There was another form of title that had to become part of the way we manage land in Australia.
We owe it to Aboriginal Australians, to all Australians – indeed, we owe it to our fair and democratic traditions and to future generations – to recognise native title.
Tonight we are within reach of an enlightened, practical response to Mabo. I’ll be proposing legislation to Parliament this week which meets both the spirit of the High Court’s decision and Australia’s responsibilities and needs.
The Bill will necessarily be complex, but this evening I want to cut through the complexity to some of its simple principles.
First, we need to get the background straight.
Over tens of thousands of years Aboriginal people had developed a complex culture built on a profound attachment to the land.
The land nourished them spiritually as well as materially. In the landscape and the life upon it they saw evidence of the epoch of creation. Down through the generations they passed on laws, customs, traditions and ceremonies reflecting an obligation to care for the land which went to the heart of their society.
Yet this most remarkable fact about Australia – this oldest continuous civilisation on earth – has until now been denied by Australian law.
The first European settlers declared that the land had belonged to no one and the Indigenous Australians were shunted aside, often with appalling brutality.

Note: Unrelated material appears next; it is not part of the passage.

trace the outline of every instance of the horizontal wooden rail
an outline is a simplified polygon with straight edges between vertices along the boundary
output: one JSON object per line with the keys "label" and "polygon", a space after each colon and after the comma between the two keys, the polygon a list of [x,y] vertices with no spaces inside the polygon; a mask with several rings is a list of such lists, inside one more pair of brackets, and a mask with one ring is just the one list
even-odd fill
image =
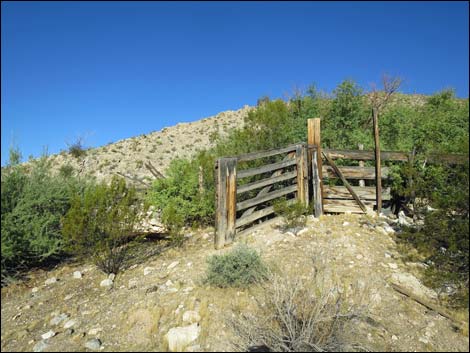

Much of the despair and degradation, conflict and disease, and many of the problems which Aboriginal Australians face today are a consequence of this dispossession.
We have no need nor any use for guilt. This generation cannot be held responsible for the cruelty of previous generations.
But to ignore Mabo would be the final cruelty, and we would be held responsible – by the world and by future generations of Australians.
And they'd be right to hold us responsible.
There is much in Australian history of which we can be tremendously proud – for here in Australia we have created a modern, tolerant, free, prosperous and democratic society.
But we must understand that Australia’s success has had a price – and surely the highest price has been paid by Aboriginal and Torres Strait Islander Australians. They often paid with their lives; with their rights; with their dignity; with their happiness; with their land.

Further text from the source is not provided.